Настоящую Венецию держат российские лиственницы. А для своей не хватило? начал было я.
Да у нас куб елового кругляка знаешь почем? И только дай, вспыхнул Сергей.
Он резко дернул шнур и, чудо, мотор ожил. А впереди низкий мостик. Я уж приготовился пасть на дно катера, но вышел из калитки добрый человек, дернул за веревочку и поднял среднюю часть разводного мостика. За нами проплыл школьник на байдарке и следом фирменная, вилковская лодка.
Местная судоверфь расположена у Белгородского канала, куда и держим путь. Считается, что такие обтекаемые и крутоносые, остойчивые на любой волне и быстроходные лодки, на которых можно перевозить грузы весом в две-три тонны, начали строить первопоселенцы запорожские казаки. После подавления булавинского восстания 1707 1709 годов участники его донские казаки под предводительством Игната Некрасова скрывались в дельте. Их рыбацкое поселение именовалось Липовенским и было нанесено на русские географические карты 1775 года...
Мы пришвартовались к причалу № 50, он был свободен. Вообще-то, как сообщил Сергей, к нему приписано 1500 моторных и весельных лодок. Впечатляет.
Ты за пропуском? спрашиваю Сергея.
Не, сейчас стало проще. В Килии всю колючую проволоку уже поснимали. Это раньше было на все разрешение. А у погранцов то туман, то стрельбище, то «за просто так» не выпущают. Для страховки или личного спокойствия фасон держат. Люди побросали из-за них сады на островах, кинулись обрабатывать землю вдоль каналов, куда можно пройти без позволения. Еще увидишь, как обживают. Руки по работе чешутся.
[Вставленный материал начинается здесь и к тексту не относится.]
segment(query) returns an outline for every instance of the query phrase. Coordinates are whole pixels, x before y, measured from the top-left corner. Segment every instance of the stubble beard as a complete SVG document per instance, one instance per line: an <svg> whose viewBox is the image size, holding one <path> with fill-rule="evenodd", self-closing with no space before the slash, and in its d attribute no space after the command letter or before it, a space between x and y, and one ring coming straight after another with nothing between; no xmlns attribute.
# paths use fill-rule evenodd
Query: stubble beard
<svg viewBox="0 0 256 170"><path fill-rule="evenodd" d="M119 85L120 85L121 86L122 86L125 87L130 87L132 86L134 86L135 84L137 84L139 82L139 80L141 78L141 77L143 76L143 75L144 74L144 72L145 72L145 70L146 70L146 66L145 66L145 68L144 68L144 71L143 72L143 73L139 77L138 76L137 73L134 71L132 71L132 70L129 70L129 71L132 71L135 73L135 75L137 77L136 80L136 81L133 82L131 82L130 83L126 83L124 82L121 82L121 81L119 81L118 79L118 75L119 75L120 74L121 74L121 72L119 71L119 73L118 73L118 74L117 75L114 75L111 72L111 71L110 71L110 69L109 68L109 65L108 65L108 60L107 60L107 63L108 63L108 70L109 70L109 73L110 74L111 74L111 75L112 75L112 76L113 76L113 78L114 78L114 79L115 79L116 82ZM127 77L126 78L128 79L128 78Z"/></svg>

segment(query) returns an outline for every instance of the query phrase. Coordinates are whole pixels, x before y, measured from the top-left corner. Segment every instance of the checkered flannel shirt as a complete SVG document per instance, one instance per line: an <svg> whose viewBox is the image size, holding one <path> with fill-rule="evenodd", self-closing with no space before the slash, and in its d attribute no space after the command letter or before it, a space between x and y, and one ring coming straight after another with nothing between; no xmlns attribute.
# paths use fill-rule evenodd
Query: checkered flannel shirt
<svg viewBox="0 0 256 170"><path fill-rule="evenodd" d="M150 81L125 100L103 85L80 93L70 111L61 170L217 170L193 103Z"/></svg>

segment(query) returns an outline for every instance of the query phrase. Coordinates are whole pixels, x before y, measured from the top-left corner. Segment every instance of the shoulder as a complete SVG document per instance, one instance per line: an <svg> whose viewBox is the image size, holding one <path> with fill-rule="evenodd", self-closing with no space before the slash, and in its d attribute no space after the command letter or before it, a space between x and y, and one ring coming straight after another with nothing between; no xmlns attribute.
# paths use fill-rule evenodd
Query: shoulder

Названия островов говорят за себя: Стамбульский южнее, Очаковский севернее, а Курильские самые дальние от Вилкова. Другие увековечили память о поселенцах: Теушев, Демьянов Кут, Анкундинов. Дельта Дуная сравнительно молода, ей лет 150 200. Миллионы тонн наносов несут воды Дуная (это самая мутная река в мире), и острова нарастают, развиваются, выдвигаются дальше в море. Эту подвижную дельту изучают и охраняют работники заповедника «Дунайские плавни». Роль буферной зоны отведена заказникам «Вилковские пески», «Соленый Кут» и ботаническому заказнику «Лески». Но заповедник все-таки живет больше на бумаге.
Слушаю рассказ Сергея о заповеднике, а вспоминаю разговор с Александрой Артемьевной: «...На острове, он Средний назывался, люди хорошо жили, рассказывала она. Церковка стояла. Кому мешала? Какие сады были! Здесь землю илом раз удобришь и десять лет урожай собирай. Все свое... Пришли матросы. Церковь сожгли, иконы порубили. Сестру мою, шибко верующей была, от того парализовало...»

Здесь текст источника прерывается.